Important points
- FTX's former CEO and founder, Sam Bankman Fried, was found guilty on all seven charges he faced in connection with the misappropriation of customer funds and the exchange's eventual collapse.
- While the ruling may not have a direct impact on crypto market prices, some market watchers have warned that the ruling could give retail investors false buying signals. .
- Although some retail investors may be returning to cryptocurrencies, they should not restore confidence in cryptocurrencies too soon.
- There is renewed optimism surrounding Bitcoin as more traditional financial players enter the space, but that doesn't necessarily apply to all other cryptocurrencies.
Almost exactly one year after FTX's collapse, its founder and former CEO was found guilty on multiple fraud charges. This ruling was expected by many, but what does it mean for the future of the crypto market and, more importantly, the retail investors who put their money into it?
Will there be an impact on the price of the virtual currency market?
Despite last year's cryptocurrency market carnage, the asset class has enjoyed a fairly strong year in 2023, especially with respect to Bitcoin, and this ruling is unlikely to change that anytime soon. However, it may be giving false hope to some individual investors.

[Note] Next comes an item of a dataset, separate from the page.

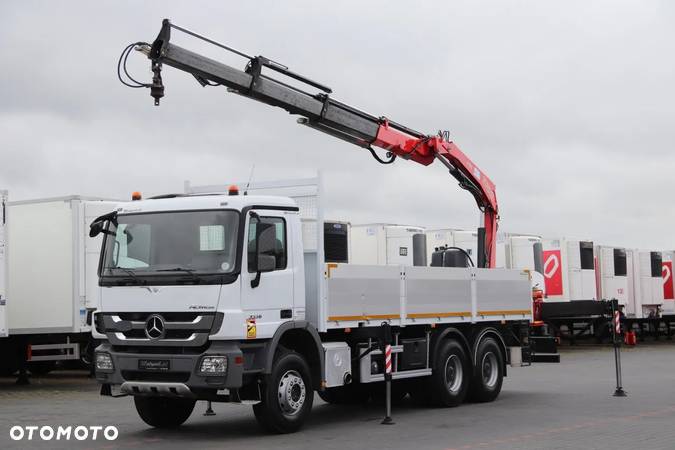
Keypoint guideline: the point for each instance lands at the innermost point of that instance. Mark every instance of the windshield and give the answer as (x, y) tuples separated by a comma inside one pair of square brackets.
[(158, 243)]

“Most individual investors are aware that both FTX and Alameda still have a significant amount of assets in their holdings that have yet to be liquidated,” Standarddao CEO Aaron Lafferty said in an interview. I don't think they understand it at this point,” he said.
The actual impact on the price of cryptocurrencies such as Bitcoin, Ether, and XRP will depend on when liquidations begin, how much is sold, and how quickly they occur. But Mr. Lafferty said, “Personal investors who look at this ruling and say, “Oh, yes, the market is business as usual, let's buy, this is a great signal,'' even though it really is, and it hasn't happened yet. He said it could cause damage to the house.
Should this ruling restore investor confidence in cryptocurrencies?
The immediate aftermath of the FTX bankruptcy was dubbed the crypto winter, but it may be over. Investors cautiously returned to cryptocurrencies in October due to volatility in tech stocks and a rebound in crypto prices, especially Bitcoin.
However, investors should not immediately regain confidence in cryptocurrencies following this ruling.
“Cryptocurrency exchanges remain largely unregulated, and investors should not leave their cryptocurrencies on exchanges. They can and should manage their own assets. Use it, but then move it to your wallet,” said Peter Eberle, Castle CIO and President. Funds said in an email.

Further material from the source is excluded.